ELEVATED WATER LEVELS ALONG THE FLORIDA GULF OF MEXICO BARRIER COASTS INDUCED BY THE 2004 HURRICANE IMPACTS: MORPHOLOGICAL EVIDENCE AND PREDICTION

Significantly elevated water level during hurricane impact plays a crucial part in controlling barrier-beach erosion and overwash. Accurately measuring and predicting the maximum water level is essential in understanding and assessing hurricane-induced morphological changes. Three factors contribute to the elevated water level during hurricane impact: storm surge, wave setup, and swash runup. Storm surge can be measured by numerous tide gages along the coast and is relatively well documented. A number of well-established models are available to predict storm surges. Wave setup and swash runup are difficult to measure and typically not monitored in a long term, and therefore poorly documented. Several empirical models have been developed to predict the maximum wave setup and swash runup using offshore deep-water wave conditions. None of the existing models are adequately verified for the application along the Gulf coast.

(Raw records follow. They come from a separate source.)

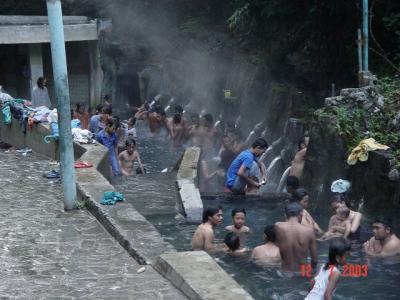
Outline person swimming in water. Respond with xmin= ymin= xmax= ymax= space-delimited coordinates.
xmin=319 ymin=206 xmax=351 ymax=241
xmin=225 ymin=208 xmax=250 ymax=233
xmin=192 ymin=207 xmax=226 ymax=252
xmin=251 ymin=225 xmax=281 ymax=263
xmin=224 ymin=232 xmax=247 ymax=256
xmin=290 ymin=188 xmax=324 ymax=235
xmin=331 ymin=194 xmax=362 ymax=240
xmin=275 ymin=202 xmax=318 ymax=276
xmin=363 ymin=217 xmax=400 ymax=257
xmin=304 ymin=238 xmax=350 ymax=300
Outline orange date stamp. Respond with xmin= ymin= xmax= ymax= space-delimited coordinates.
xmin=300 ymin=264 xmax=368 ymax=277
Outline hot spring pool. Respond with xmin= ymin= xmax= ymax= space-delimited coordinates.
xmin=149 ymin=199 xmax=400 ymax=300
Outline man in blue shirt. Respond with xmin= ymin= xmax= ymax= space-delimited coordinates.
xmin=226 ymin=138 xmax=268 ymax=194
xmin=96 ymin=118 xmax=121 ymax=176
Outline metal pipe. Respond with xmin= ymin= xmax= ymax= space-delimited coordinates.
xmin=47 ymin=0 xmax=76 ymax=210
xmin=357 ymin=28 xmax=363 ymax=72
xmin=363 ymin=0 xmax=369 ymax=71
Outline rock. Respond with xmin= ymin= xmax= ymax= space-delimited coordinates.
xmin=388 ymin=169 xmax=400 ymax=181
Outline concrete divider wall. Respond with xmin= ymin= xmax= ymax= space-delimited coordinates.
xmin=0 ymin=114 xmax=252 ymax=300
xmin=176 ymin=147 xmax=203 ymax=223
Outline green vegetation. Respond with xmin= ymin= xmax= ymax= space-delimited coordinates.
xmin=314 ymin=78 xmax=400 ymax=162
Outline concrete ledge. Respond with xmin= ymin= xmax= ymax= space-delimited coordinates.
xmin=0 ymin=114 xmax=175 ymax=264
xmin=154 ymin=251 xmax=253 ymax=300
xmin=176 ymin=147 xmax=203 ymax=223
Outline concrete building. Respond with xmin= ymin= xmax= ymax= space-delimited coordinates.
xmin=0 ymin=16 xmax=103 ymax=106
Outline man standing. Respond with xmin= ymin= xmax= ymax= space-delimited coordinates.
xmin=275 ymin=202 xmax=318 ymax=275
xmin=226 ymin=138 xmax=268 ymax=194
xmin=289 ymin=136 xmax=310 ymax=179
xmin=192 ymin=208 xmax=226 ymax=252
xmin=32 ymin=77 xmax=51 ymax=108
xmin=364 ymin=218 xmax=400 ymax=257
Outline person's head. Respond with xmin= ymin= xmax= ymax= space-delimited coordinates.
xmin=224 ymin=232 xmax=240 ymax=252
xmin=285 ymin=202 xmax=303 ymax=223
xmin=232 ymin=208 xmax=246 ymax=229
xmin=372 ymin=217 xmax=393 ymax=241
xmin=336 ymin=206 xmax=350 ymax=221
xmin=190 ymin=114 xmax=200 ymax=126
xmin=292 ymin=188 xmax=310 ymax=209
xmin=286 ymin=176 xmax=300 ymax=194
xmin=251 ymin=138 xmax=268 ymax=157
xmin=264 ymin=225 xmax=276 ymax=243
xmin=203 ymin=114 xmax=214 ymax=127
xmin=36 ymin=76 xmax=47 ymax=89
xmin=75 ymin=102 xmax=85 ymax=114
xmin=105 ymin=118 xmax=119 ymax=134
xmin=125 ymin=139 xmax=136 ymax=154
xmin=331 ymin=194 xmax=346 ymax=211
xmin=325 ymin=237 xmax=351 ymax=270
xmin=172 ymin=113 xmax=182 ymax=124
xmin=203 ymin=207 xmax=223 ymax=226
xmin=175 ymin=104 xmax=183 ymax=115
xmin=298 ymin=136 xmax=310 ymax=150
xmin=128 ymin=117 xmax=136 ymax=127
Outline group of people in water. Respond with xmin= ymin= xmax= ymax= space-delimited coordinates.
xmin=192 ymin=138 xmax=400 ymax=300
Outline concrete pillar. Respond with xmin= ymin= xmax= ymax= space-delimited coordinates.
xmin=88 ymin=41 xmax=103 ymax=107
xmin=29 ymin=44 xmax=43 ymax=99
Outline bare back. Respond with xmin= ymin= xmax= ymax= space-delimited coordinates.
xmin=275 ymin=221 xmax=316 ymax=271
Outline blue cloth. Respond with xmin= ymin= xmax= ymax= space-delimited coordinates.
xmin=96 ymin=129 xmax=121 ymax=176
xmin=226 ymin=149 xmax=257 ymax=188
xmin=89 ymin=115 xmax=100 ymax=133
xmin=100 ymin=191 xmax=125 ymax=205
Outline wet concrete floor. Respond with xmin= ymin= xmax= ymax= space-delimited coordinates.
xmin=0 ymin=150 xmax=186 ymax=300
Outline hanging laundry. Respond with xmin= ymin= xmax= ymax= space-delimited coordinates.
xmin=347 ymin=138 xmax=389 ymax=165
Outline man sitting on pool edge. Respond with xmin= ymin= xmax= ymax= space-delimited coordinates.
xmin=226 ymin=138 xmax=268 ymax=195
xmin=364 ymin=218 xmax=400 ymax=257
xmin=192 ymin=207 xmax=227 ymax=252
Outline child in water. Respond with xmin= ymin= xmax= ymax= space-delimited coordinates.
xmin=319 ymin=206 xmax=351 ymax=241
xmin=224 ymin=232 xmax=247 ymax=256
xmin=304 ymin=238 xmax=350 ymax=300
xmin=225 ymin=208 xmax=250 ymax=233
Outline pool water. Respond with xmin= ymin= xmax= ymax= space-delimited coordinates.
xmin=122 ymin=122 xmax=400 ymax=300
xmin=150 ymin=199 xmax=400 ymax=300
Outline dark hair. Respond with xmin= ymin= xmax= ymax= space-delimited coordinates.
xmin=203 ymin=114 xmax=214 ymax=124
xmin=324 ymin=237 xmax=351 ymax=270
xmin=264 ymin=225 xmax=276 ymax=243
xmin=251 ymin=138 xmax=268 ymax=149
xmin=372 ymin=216 xmax=392 ymax=233
xmin=297 ymin=136 xmax=306 ymax=149
xmin=172 ymin=113 xmax=182 ymax=124
xmin=203 ymin=206 xmax=222 ymax=224
xmin=125 ymin=139 xmax=136 ymax=147
xmin=285 ymin=202 xmax=303 ymax=218
xmin=231 ymin=208 xmax=246 ymax=218
xmin=224 ymin=232 xmax=240 ymax=251
xmin=175 ymin=104 xmax=183 ymax=115
xmin=36 ymin=76 xmax=46 ymax=89
xmin=286 ymin=176 xmax=300 ymax=190
xmin=290 ymin=188 xmax=308 ymax=202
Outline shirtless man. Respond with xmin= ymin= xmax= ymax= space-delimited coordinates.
xmin=289 ymin=136 xmax=310 ymax=179
xmin=331 ymin=194 xmax=362 ymax=240
xmin=118 ymin=139 xmax=144 ymax=176
xmin=290 ymin=188 xmax=324 ymax=235
xmin=251 ymin=225 xmax=281 ymax=263
xmin=364 ymin=218 xmax=400 ymax=257
xmin=189 ymin=114 xmax=201 ymax=147
xmin=225 ymin=208 xmax=250 ymax=233
xmin=170 ymin=114 xmax=186 ymax=147
xmin=192 ymin=208 xmax=226 ymax=252
xmin=275 ymin=202 xmax=318 ymax=275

Maximum water level can be deduced from the maximum elevation of significant morphological change. In this study, beach/dune surveys were conducted at numerous locations along the Florida Gulf barrier coasts immediately before and after the impacts of Hurricanes Frances, Ivan, and Jeanne. Maximum storm water levels were obtained by comparing pre- and post-storm beach/dune profiles. The highest elevation of significant beach/dune change (e.g., level of back-beach erosion, upper limit of foreshore slope change, dune scarping in some case, and berm buildup) corresponds to the highest water-level elevation, and is therefore used in this study to define the maximum storm-water level. Comparing the “measured” highest water level and the measured storm surge from existing tide gages, the former is considerably higher than the later. The difference is due to wave setup and swash runup. Present data indicate that wave setup and swash runup constitute a large portion, up to 50%, of the elevated water level. Two existing empirical formulas yielded reasonable estimates of the wave setup and swash runup for the Florida Gulf coast.